Un processeur                                       /                                      Un neurone

                                                                      

 

 

2) Mémoire inscrite contre mémoire réactivée

 

Pour digérer des quantités abyssales d’informations, l’ordinateur n’a pas une mémoire, mais plusieurs sortes. Des  mémoires de masse qui stockent durablement en interne sur disque dur, ou sur des DVD amovibles, programmes et données, mais aussi des  mémoires de travail, d’accès beaucoup plus rapide, comme la mémoire vive ou la mémoire cache. Grand avantage de ces mémoires informatiques : elles sont infaillibles ! Car le moindre Bit (pour binary digit, chiffre binaire, c’est la plus petite quantité d’information pour un ordinateur ; il ne peut valoir que 0 ou 1) d’information y est enregistré physiquement comme gravé : selon les différentes technologies utilisées, chaque 1 ou 2 est ainsi stocké dans une cellule magnétique, aimanté ou non ; dans un transistor qui laisse passer ou non le courant ; ou dans une cavité, creusé ou non, dans un support tel que CD, DVD, BLU RAY etc... Aucun flou n’est possible, aucune approximation ; et sauf incident technique, ces informations conservent leur intégrité. Cerise sur le gâteau : on peut reproduire à l’identique ces informations sur un autres support.

 

Le cerveau ne peut pas fonctionner sur le même principe car il n’a pas la capacité de stocker chaque seconde de notre vie.
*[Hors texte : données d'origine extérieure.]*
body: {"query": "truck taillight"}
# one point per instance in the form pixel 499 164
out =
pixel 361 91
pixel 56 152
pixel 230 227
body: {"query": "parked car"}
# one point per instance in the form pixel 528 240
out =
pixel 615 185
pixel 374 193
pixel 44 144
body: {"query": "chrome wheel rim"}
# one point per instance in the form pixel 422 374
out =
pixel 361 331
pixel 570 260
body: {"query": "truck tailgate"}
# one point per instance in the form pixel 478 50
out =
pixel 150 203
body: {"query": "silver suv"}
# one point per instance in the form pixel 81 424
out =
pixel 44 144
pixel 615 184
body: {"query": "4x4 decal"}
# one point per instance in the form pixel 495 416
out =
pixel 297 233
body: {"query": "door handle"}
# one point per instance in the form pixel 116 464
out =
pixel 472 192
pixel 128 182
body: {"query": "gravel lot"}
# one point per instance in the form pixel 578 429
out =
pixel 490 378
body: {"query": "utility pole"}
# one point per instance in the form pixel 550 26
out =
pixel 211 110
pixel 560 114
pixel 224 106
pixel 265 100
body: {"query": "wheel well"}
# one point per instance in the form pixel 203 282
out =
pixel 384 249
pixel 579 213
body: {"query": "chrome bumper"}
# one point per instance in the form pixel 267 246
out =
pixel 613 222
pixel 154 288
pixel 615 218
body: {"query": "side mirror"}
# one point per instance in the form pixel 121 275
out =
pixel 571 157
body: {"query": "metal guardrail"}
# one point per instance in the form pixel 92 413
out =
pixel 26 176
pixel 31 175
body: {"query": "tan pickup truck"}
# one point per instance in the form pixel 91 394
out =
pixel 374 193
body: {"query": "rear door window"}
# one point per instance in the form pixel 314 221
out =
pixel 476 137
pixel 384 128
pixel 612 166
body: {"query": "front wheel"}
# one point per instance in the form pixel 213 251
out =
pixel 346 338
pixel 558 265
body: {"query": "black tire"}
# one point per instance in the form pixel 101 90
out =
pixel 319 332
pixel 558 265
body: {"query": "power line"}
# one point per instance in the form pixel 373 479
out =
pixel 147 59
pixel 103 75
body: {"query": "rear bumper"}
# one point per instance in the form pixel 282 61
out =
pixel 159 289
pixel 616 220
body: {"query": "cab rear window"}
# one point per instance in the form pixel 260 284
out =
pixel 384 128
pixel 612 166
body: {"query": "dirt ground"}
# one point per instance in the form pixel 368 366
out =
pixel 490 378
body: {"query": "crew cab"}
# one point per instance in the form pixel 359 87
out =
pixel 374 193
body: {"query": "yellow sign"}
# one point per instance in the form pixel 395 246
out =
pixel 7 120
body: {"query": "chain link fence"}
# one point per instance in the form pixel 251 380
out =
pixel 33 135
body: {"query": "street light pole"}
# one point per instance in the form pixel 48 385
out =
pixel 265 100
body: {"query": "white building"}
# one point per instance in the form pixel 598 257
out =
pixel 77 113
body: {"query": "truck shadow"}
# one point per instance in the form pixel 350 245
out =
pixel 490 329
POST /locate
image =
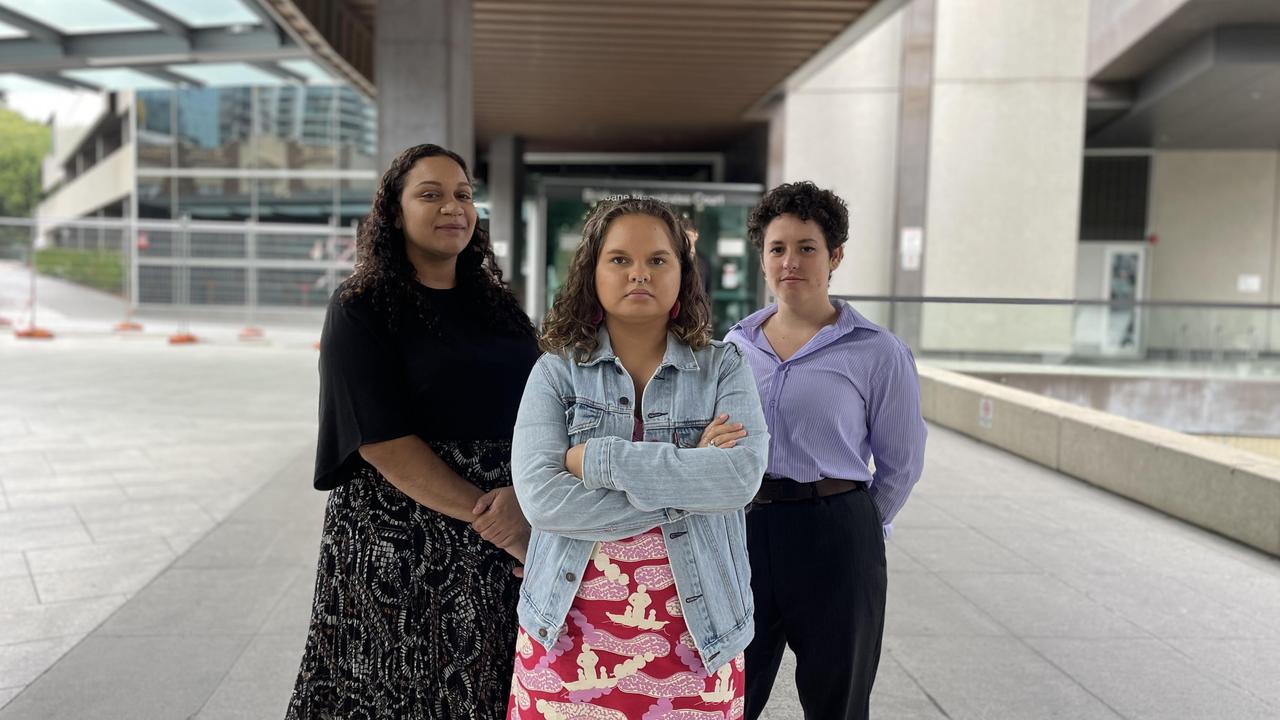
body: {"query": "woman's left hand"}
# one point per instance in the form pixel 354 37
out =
pixel 574 460
pixel 722 433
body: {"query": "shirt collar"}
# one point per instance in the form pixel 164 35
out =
pixel 846 322
pixel 677 355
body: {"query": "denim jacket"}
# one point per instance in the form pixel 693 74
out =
pixel 695 495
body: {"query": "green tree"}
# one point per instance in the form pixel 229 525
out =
pixel 23 145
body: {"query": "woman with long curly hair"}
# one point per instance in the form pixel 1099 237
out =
pixel 423 361
pixel 636 598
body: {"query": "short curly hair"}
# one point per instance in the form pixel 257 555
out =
pixel 805 201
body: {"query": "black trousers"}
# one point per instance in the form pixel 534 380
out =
pixel 819 580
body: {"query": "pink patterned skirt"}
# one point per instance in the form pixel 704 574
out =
pixel 627 654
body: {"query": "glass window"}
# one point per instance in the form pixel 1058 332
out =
pixel 155 197
pixel 295 128
pixel 295 200
pixel 355 196
pixel 211 13
pixel 83 16
pixel 218 286
pixel 293 288
pixel 357 131
pixel 214 199
pixel 155 128
pixel 214 127
pixel 227 74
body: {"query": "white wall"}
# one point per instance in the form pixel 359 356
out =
pixel 1005 171
pixel 105 182
pixel 1215 217
pixel 840 131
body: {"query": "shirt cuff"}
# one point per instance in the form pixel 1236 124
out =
pixel 595 464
Il doit utiliser différentes méthodes pour conserver nos souvenirs. Par exemple, en les découpant sous forme de concepts associés : les liens tissés entre « chaise », « rouge » et « confortable » permettraient ainsi d’évoquer « le fauteuil du salon ». Ou en réactivant les mêmes neurones sollicités durant  la mémorisation : souvenir d’un fauteuil reviendrait donc à recréer son image fictive. La mémoire humaine est loin d’être comprise, mais une chose est sûre : un souvenir ne se crée pas sous forme d’une molécule. C’est au niveau des synapses, les zones de contact entre les neurones, que se joue l’essentiel de la mémorisation. En effet, les synapses se modifient en produisant plus ou moins de neurotransmetteurs : tantôt ils y coulent à flot (on parle de « potentialisation à long terme »), tantôt, au contraire ils sont a régime sec (« dépression à long terme »). De nombreux chercheurs pensent que la combinaison de ces deux phénomènes le long des neurones, suivant un code encore inconnu, conduirait à la mémorisation.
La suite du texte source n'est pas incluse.